InterPore2026

Stochastic Modeling of Hydrodynamic Particle Bridging and Permeability Impairment in Porous Media: A Pore-Scale Approach

20 May 2026, 14:35

15m

Oral Presentation (MS09) Pore-Scale Physics and Modeling MS09

Speaker

Dr Laurez Maya (CNRS - ISTO)

Description

Particle transport and retention in porous media are governed by a complex interplay between fluid dynamics, particle properties, and pore geometry, leading to inherently stochastic clogging behaviors. In particular, hydrodynamic particle bridging---where suspended particles form stable arches that block pore constrictions---remains poorly captured by conventional pore-network models. In this work, we combine high-fidelity numerical simulations, stochastic modeling, and pore-network upscaling to investigate particle bridging from the single pore to the network scale.

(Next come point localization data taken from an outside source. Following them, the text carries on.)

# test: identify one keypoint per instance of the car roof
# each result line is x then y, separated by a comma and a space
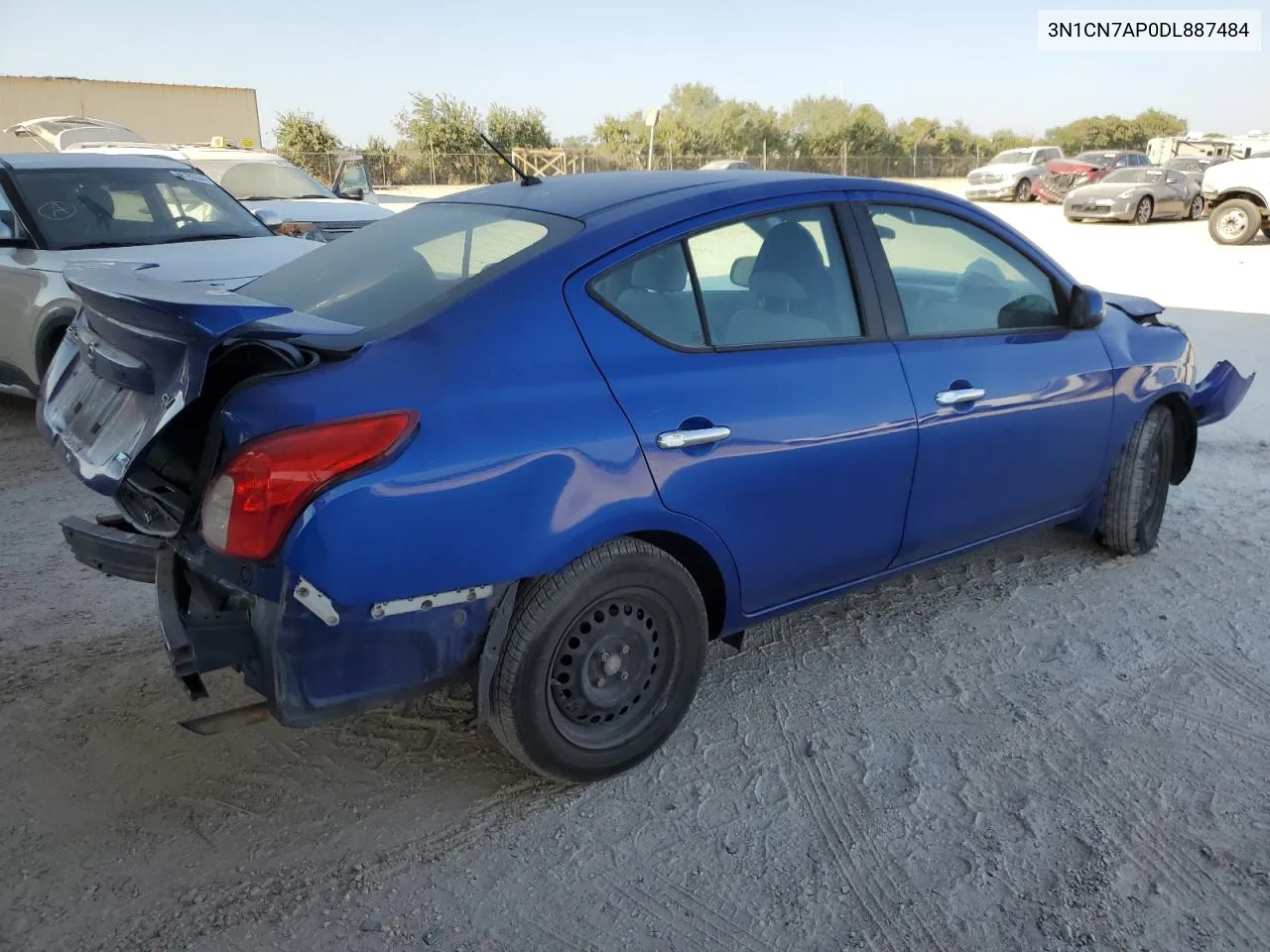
587, 195
85, 160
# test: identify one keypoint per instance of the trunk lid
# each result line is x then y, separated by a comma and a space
136, 356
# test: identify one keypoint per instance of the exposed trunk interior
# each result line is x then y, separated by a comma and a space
164, 484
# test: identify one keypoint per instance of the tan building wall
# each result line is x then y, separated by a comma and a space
160, 112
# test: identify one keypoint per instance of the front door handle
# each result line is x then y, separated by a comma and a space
679, 439
961, 395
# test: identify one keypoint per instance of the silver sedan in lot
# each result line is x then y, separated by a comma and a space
67, 211
1139, 195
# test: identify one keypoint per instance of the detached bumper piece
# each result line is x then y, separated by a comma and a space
200, 633
112, 546
1218, 395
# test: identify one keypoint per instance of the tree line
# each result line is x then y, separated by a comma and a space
439, 136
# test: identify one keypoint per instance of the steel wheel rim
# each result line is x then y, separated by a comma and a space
1232, 223
611, 669
1156, 492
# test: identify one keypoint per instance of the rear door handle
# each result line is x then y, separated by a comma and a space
679, 439
962, 395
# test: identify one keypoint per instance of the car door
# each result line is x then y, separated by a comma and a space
1176, 193
1014, 407
769, 404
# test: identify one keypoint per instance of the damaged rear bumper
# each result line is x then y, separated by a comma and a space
1219, 393
312, 660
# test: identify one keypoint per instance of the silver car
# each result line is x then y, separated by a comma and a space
62, 212
1139, 195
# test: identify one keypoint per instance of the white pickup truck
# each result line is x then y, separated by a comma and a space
285, 197
1010, 175
1237, 197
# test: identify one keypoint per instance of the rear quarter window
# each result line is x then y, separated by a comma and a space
404, 268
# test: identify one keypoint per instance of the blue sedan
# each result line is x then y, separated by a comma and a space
556, 436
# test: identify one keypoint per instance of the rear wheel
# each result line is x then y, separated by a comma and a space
1234, 222
1133, 507
601, 662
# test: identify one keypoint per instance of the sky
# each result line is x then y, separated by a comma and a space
354, 64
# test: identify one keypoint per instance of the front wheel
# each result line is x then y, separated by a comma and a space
1138, 488
1234, 222
601, 661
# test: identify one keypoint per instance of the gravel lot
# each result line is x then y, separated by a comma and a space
1037, 747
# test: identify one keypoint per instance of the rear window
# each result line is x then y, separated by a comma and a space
405, 268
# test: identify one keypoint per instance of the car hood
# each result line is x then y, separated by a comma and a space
1102, 189
190, 261
1066, 167
320, 208
1001, 168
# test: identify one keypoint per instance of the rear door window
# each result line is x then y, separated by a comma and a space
763, 281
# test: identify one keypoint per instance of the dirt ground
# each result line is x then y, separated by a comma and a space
1035, 747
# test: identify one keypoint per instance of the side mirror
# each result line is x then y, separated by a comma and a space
268, 217
740, 271
1087, 307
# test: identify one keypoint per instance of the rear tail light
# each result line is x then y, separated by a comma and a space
252, 503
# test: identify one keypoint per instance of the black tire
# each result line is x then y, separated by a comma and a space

At the scale of a single pore, a coupled CFD–DEM approach is employed to analyze particle transport through constricted channels, systematically varying constriction angle, particle-to-constriction size ratio, flow rate, concentration, and geometric smoothness [1,2]. The simulations reveal that clogging is governed by the discrete formation of particle arches, characterized by the average number of particles escaping a constriction before blockage. This number decreases with increasing particle concentration and constriction angle, is weakly dependent on flow rate within the Stokes regime, and exhibits step-wise variations closely linked to the particle-to-constriction size ratio. Sharper constrictions promote more frequent and stable bridging events than smoother geometries. Based on these findings, a stochastic probability law for hydrodynamic bridging is developed and embedded into a probabilistic pore-network model [3]. The model is calibrated using the CFD–DEM results and validated against microfluidic experiments conducted in heterogeneous micromodels representative of porous rock structures. Our framework successfully reproduces experimental trends in clogging dynamics and permeability decline across a wide range of operating conditions. This multiscale approach extends the predictive capability of pore-network models by explicitly accounting for hydrodynamic bridging alongside sieving and aggregation mechanisms.